Belonging to Twain’s ‘dark’ period, The Mysterious Stranger was published posthumously, six years after his death in 1916. Once again echoing his own feelings on some of life’s weightier topics, this anti-religious tale takes a swipe at the church by suggesting that God, the afterlife and even the soul don’t exist. Supposing that “all is a dream”, the stranger in the story follows a dark path to enlightenment, as a book that belies Twain’s previous reputation for humour plays out. This one isn’t a light read by any means, but it’s one that we recommend you read to get a fully-rounded view of the great man.

Following the Equator

Following the equator mark twain

We switch now from Twain fiction to Twain non-fiction as Following the Equator describes his journey around the globe via the equator on a steamship. Taking in the sights and sounds of Fiji, New Zealand and more, Twain uses his famed wit and insight to talk about South African diamond mining, riding the railway in India and even visiting a leper colony in Hawaii. In terms of colour and excitement, the journey Twain takes the reader on is one that provides insight both into life in the early 19th century and the daily thoughts of one of American literature’s giants. Well worth a read.

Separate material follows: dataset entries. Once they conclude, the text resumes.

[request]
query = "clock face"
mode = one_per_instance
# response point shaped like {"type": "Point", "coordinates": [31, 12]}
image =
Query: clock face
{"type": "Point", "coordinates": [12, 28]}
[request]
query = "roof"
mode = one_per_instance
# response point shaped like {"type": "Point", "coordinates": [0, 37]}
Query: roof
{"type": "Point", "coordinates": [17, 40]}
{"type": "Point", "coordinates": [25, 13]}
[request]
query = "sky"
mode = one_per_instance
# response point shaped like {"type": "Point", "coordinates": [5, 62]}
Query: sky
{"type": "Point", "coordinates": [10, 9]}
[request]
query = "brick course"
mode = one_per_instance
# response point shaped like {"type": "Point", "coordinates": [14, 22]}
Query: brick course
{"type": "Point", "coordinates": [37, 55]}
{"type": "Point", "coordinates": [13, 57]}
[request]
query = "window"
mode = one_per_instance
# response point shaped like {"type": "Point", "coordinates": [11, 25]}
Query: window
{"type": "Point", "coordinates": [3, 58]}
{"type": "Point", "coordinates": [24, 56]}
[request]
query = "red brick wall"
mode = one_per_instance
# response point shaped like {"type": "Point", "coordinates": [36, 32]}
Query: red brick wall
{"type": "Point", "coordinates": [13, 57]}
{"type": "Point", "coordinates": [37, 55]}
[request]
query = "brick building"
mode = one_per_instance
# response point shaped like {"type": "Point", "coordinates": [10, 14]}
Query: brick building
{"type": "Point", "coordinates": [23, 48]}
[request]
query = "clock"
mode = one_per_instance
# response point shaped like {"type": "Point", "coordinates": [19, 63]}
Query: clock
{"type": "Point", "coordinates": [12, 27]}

The Diaries of Adam and Eve

Continuing Twain’s fascination with religion, The Diaries of Adam and Eve looks into the minds of the Bible’s first man and woman, with Adam initially and humorously referring to Eve as “the new creature”. He doesn’t know too much about her and he sees her appearance as something of an inconvenience, stating “It used to be so pleasant and quiet here”. Eve herself seems more interested in finding out about her new world, as she wanders around naming animals and even discovering fire. This is an irreverent take on the big book and one we think you’ll hugely enjoy.

Letters from Earth

In a book that takes Twain’s fascination with religion to obsessional levels, Letters from Earth was perhaps his most controversial work. The story details reports penned by Satan himself to the Archangels Michael and Gabriel, leading Twain’s own family to block its publishing until more than 50 years after his death in 1962. Seen as blasphemous at the time, what you’ll actually find amongst the pages of this book is some of Twain’s wittiest and sharpest ever work and it’s one that gets our endorsement as one of his top 10.

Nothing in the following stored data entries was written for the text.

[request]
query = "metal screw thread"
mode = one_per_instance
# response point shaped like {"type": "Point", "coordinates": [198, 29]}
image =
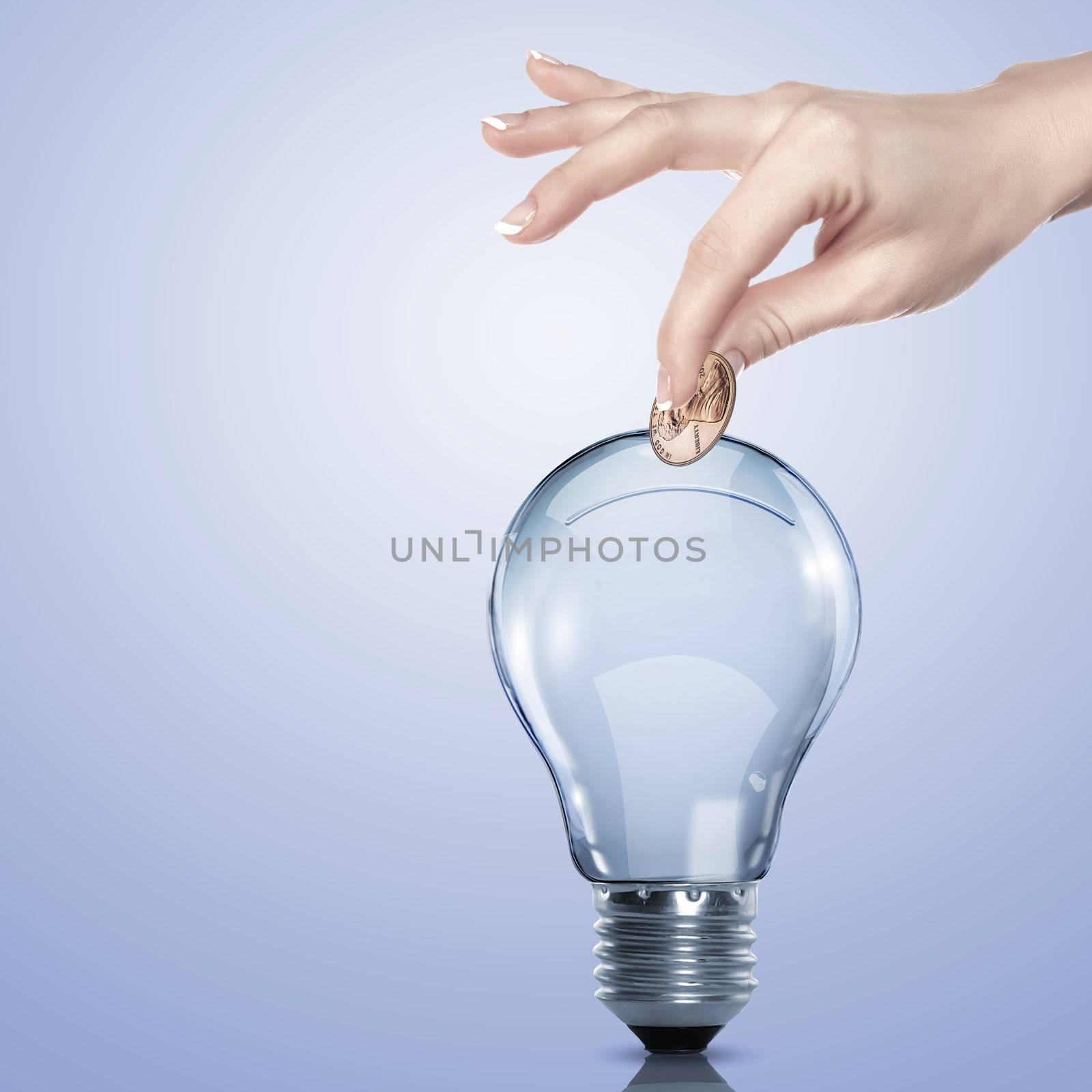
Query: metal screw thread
{"type": "Point", "coordinates": [675, 955]}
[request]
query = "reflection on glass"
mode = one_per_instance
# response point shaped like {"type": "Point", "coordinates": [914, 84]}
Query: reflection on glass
{"type": "Point", "coordinates": [689, 1073]}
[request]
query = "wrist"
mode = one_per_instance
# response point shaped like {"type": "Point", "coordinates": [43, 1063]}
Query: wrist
{"type": "Point", "coordinates": [1050, 104]}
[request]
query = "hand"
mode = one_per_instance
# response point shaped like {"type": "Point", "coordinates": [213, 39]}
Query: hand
{"type": "Point", "coordinates": [919, 195]}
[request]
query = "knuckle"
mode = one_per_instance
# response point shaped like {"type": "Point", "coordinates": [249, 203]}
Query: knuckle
{"type": "Point", "coordinates": [655, 120]}
{"type": "Point", "coordinates": [828, 123]}
{"type": "Point", "coordinates": [644, 98]}
{"type": "Point", "coordinates": [566, 175]}
{"type": "Point", "coordinates": [792, 89]}
{"type": "Point", "coordinates": [771, 329]}
{"type": "Point", "coordinates": [710, 251]}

Mark Twain’s Own Autobiography

mark twain autobiography

What better way to get to know the man himself than to read his own, expertly written autobiography. This is no perfunctory exercise in self-aggrandizement either, as Twain freely expresses his innermost thoughts, feelings, sorrows and joys and always with a tongue-in-cheek, irreverent slant. Readers of this book get to find out not just about his own personal journey, but also of the relationships he had with his family and how they influenced his career. If you’re interested in what made the man tick, you simply have to read this one cover to cover.

The Adventures of Tom Sawyer

Inspired by Twain’s own childhood along the river Mississippi, The Adventures of Tom Sawyer is a tale that can be enjoyed by readers of all ages. This is a book filled with youthful adventure in 1840s America, featuring a satirical look at politics and values of the day. It’s also a moral tale that highlights the importance of courage and loyalty, no matter what the cost and it’s one that goes very well with an afternoon by the living room fire.

The Adventures of Huckleberry Finn

Now to perhaps Twain’s greatest and best-known work that is The Adventures of Huckleberry Finn. In a bid to escape the daily beatings given to him by his alcoholic father, 13-year-old Huck’ Finn runs away from home after faking his own death. Fleeing on a raft down the river Mississippi, Finn crosses path with a runaway slave named Jim and on their journey, they encounter a variety of colourful characters from slave-hunters to feuding aristocrats, all of which is wonderfully written in Twain’s dark and funny satirical manner. An essential read for any fan of classic satire.

So, there you have it. Our top 10 Mark Twain books. We hope that you have just as good a time reading these notable works as we did and we’ll back again soon with our top picks from some more of literature’s most famous and skilled exponents.